Murder on the Moors: The Ian Brady and Myra Hindley Story
In 1998, while Brady languished in jail, the British public was no more ready to forgive Myra Hindley than they had been back in 1965. It is difficult to imagine that any future Home Secretary will be willing to risk his career to release her. Perhaps if Hindley had been more patient in her attempt to gain her freedom and waited until the original thirty year period had come to an end before applying for parole, the public emotion toward her may have had a chance to cool. As it was, the public was constantly reminded of its initial reaction to the murders by Myra's regular coverage in the media. That first image of a peroxide, glowering and dark-eyed Hindley, left an indelible impression on the minds of the British public who saw her as the personification of evil, an image that they are obviously unwilling to forget.

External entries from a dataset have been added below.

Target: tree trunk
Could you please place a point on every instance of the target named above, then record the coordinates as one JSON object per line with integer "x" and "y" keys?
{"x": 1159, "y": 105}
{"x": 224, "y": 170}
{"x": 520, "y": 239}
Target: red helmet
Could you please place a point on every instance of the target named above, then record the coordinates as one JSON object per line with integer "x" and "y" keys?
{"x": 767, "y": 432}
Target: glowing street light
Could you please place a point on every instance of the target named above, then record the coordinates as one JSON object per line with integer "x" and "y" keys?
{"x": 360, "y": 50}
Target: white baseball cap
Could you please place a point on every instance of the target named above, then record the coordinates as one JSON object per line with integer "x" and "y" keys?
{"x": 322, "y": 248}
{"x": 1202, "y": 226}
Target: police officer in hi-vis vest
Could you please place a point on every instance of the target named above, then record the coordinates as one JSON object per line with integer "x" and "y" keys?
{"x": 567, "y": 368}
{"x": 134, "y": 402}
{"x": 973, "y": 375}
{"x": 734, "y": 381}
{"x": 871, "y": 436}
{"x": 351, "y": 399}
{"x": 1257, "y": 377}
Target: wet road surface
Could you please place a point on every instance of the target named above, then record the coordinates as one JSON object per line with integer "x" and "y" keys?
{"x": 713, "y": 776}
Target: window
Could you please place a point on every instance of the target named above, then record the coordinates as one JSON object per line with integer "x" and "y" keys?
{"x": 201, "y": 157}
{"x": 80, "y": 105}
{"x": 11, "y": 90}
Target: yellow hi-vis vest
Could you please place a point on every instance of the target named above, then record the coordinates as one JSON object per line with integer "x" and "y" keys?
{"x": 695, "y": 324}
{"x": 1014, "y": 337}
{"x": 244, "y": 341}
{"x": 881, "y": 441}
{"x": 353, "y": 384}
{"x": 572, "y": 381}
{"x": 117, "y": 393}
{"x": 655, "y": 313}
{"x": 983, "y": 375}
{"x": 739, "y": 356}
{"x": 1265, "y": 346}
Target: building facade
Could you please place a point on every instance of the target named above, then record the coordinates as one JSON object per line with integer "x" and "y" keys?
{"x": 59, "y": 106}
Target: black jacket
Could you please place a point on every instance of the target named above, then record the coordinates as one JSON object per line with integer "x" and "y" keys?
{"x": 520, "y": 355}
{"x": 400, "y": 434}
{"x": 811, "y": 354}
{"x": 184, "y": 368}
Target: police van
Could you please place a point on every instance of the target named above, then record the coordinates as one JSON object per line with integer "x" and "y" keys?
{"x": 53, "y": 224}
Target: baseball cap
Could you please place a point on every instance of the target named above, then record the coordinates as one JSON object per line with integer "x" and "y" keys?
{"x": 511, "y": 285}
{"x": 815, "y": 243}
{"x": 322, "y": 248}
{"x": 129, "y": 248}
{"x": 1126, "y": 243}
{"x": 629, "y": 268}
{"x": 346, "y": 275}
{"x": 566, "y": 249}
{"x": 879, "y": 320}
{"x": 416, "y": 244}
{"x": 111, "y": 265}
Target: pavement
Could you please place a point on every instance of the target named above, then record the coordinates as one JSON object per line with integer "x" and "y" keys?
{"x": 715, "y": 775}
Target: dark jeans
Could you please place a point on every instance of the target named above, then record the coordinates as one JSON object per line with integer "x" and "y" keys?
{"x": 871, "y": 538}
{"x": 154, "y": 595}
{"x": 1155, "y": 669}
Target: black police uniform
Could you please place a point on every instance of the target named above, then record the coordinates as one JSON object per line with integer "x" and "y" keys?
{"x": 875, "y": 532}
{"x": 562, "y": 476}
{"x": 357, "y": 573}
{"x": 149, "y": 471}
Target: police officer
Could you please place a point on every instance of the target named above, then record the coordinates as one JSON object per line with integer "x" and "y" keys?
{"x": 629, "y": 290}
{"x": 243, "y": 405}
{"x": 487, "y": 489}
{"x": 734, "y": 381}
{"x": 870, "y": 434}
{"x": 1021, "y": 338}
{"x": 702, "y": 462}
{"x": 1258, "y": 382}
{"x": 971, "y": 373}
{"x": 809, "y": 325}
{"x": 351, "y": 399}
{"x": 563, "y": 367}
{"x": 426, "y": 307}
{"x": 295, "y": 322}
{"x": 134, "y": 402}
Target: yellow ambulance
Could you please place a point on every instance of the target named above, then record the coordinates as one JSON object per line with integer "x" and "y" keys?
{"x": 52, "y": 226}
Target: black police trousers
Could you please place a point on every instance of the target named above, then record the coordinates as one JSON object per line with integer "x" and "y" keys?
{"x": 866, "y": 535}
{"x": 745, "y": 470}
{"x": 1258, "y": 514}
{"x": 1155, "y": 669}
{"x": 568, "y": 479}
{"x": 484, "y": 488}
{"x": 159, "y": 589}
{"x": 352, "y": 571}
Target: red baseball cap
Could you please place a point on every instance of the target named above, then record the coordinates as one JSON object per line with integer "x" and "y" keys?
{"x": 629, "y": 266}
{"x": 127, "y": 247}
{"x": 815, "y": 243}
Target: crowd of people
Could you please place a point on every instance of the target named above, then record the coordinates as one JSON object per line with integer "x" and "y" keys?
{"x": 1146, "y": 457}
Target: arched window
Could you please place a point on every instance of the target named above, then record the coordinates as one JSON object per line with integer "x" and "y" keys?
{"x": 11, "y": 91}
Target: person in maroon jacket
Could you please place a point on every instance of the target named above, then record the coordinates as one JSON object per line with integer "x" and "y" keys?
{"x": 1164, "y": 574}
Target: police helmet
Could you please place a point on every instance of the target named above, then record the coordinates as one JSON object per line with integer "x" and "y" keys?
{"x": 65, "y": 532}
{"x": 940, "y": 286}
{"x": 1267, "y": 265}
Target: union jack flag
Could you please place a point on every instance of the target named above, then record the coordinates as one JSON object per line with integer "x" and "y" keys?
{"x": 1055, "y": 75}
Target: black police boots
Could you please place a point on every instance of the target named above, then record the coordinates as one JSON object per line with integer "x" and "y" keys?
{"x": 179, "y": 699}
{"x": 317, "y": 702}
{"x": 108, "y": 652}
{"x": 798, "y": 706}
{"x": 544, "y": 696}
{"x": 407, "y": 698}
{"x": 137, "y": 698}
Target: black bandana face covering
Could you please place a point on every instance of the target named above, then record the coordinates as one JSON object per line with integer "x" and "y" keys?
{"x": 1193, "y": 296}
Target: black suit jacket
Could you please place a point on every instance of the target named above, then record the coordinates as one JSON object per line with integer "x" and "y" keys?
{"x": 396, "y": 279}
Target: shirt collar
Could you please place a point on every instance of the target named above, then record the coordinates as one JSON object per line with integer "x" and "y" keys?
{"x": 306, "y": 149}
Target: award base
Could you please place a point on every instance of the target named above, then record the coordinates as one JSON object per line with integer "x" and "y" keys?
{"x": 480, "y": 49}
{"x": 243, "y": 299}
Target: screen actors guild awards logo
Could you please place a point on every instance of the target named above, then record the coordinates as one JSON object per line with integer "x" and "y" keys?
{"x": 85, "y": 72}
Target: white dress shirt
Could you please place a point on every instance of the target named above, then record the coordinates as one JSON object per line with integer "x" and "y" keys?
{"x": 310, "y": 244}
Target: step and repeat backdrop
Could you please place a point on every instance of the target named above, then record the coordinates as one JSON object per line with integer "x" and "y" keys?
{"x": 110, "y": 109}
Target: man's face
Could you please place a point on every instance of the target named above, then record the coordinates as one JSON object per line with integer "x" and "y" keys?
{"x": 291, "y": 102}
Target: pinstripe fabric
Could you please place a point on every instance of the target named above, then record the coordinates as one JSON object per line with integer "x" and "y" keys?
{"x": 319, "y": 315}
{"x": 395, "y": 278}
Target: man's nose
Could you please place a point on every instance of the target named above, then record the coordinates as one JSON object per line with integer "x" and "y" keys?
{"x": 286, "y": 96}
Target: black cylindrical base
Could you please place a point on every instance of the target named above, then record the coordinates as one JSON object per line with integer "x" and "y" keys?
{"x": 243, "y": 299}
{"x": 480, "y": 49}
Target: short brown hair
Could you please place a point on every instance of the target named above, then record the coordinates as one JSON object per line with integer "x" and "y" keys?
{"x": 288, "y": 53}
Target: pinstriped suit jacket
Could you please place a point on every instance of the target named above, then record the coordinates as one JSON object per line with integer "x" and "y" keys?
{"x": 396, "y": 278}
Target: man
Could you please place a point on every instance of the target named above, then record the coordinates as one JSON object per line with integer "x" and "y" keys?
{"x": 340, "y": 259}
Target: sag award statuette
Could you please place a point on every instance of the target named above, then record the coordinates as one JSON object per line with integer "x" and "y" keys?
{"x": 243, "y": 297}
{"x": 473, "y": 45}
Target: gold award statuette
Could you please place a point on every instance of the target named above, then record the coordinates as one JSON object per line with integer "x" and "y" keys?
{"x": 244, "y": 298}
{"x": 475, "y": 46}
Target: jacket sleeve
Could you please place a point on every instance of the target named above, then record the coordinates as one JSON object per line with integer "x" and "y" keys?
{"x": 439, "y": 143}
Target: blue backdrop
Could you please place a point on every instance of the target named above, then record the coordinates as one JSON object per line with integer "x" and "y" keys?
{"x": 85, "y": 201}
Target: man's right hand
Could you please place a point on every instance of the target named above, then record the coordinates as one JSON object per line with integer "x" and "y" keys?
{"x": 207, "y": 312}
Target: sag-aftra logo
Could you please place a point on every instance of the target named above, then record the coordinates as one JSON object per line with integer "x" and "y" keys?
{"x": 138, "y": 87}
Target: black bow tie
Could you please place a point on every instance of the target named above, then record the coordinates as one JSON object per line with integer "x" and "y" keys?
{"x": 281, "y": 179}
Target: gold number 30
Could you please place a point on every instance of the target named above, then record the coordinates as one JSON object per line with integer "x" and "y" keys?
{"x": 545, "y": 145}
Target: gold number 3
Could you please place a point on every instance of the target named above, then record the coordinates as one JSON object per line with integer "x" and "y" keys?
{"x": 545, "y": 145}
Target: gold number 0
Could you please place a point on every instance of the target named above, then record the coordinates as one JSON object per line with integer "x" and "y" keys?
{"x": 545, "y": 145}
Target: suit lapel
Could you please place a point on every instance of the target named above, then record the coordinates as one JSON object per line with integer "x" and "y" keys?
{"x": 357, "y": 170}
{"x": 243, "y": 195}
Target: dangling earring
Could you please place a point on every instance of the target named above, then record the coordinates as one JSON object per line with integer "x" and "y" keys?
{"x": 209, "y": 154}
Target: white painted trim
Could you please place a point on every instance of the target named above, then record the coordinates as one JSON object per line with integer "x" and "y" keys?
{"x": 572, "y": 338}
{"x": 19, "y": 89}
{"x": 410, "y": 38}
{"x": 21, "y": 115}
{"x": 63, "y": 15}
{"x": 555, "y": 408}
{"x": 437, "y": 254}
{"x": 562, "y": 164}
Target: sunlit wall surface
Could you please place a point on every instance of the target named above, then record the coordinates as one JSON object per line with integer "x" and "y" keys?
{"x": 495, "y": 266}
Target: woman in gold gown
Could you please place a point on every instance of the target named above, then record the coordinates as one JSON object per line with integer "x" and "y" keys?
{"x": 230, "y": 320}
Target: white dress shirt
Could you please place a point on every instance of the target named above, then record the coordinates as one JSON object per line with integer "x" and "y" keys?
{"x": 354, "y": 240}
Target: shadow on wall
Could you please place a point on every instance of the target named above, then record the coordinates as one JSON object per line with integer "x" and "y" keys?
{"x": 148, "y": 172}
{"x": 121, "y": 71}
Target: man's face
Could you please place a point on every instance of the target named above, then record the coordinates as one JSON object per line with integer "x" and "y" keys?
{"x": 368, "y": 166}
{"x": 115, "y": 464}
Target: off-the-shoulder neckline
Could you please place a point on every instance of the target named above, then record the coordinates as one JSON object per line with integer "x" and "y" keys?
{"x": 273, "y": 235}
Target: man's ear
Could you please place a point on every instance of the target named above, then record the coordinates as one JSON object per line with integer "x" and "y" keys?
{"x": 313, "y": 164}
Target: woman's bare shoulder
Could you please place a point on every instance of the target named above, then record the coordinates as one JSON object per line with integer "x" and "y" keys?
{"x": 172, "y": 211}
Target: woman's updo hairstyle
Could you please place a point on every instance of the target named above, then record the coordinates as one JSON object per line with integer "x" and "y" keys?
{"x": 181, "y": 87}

In the last days of 1999, Myra, age 57, was briefly released from Highpoint Prison in Suffolk to West Suffolk Hospital to undergo tests after she collapsed. Prison officials were concerned that she may have suffered a stroke. However, hospital spokesman said, "Hospital doctors have decided that the patient is fit enough to be discharged into the care of the Prison Service." Myra smokes heavily and suffers from angina and high blood pressure.
On January 1, 2000, it was announced that Hindley was going to take her life imprisonment battle to the House of Lords. At this time, Myra had served more than 33 years in jail. Ian Brady, age 61, had gone on a 3-month hunger strike, hoping to kill himself rather than die in prison.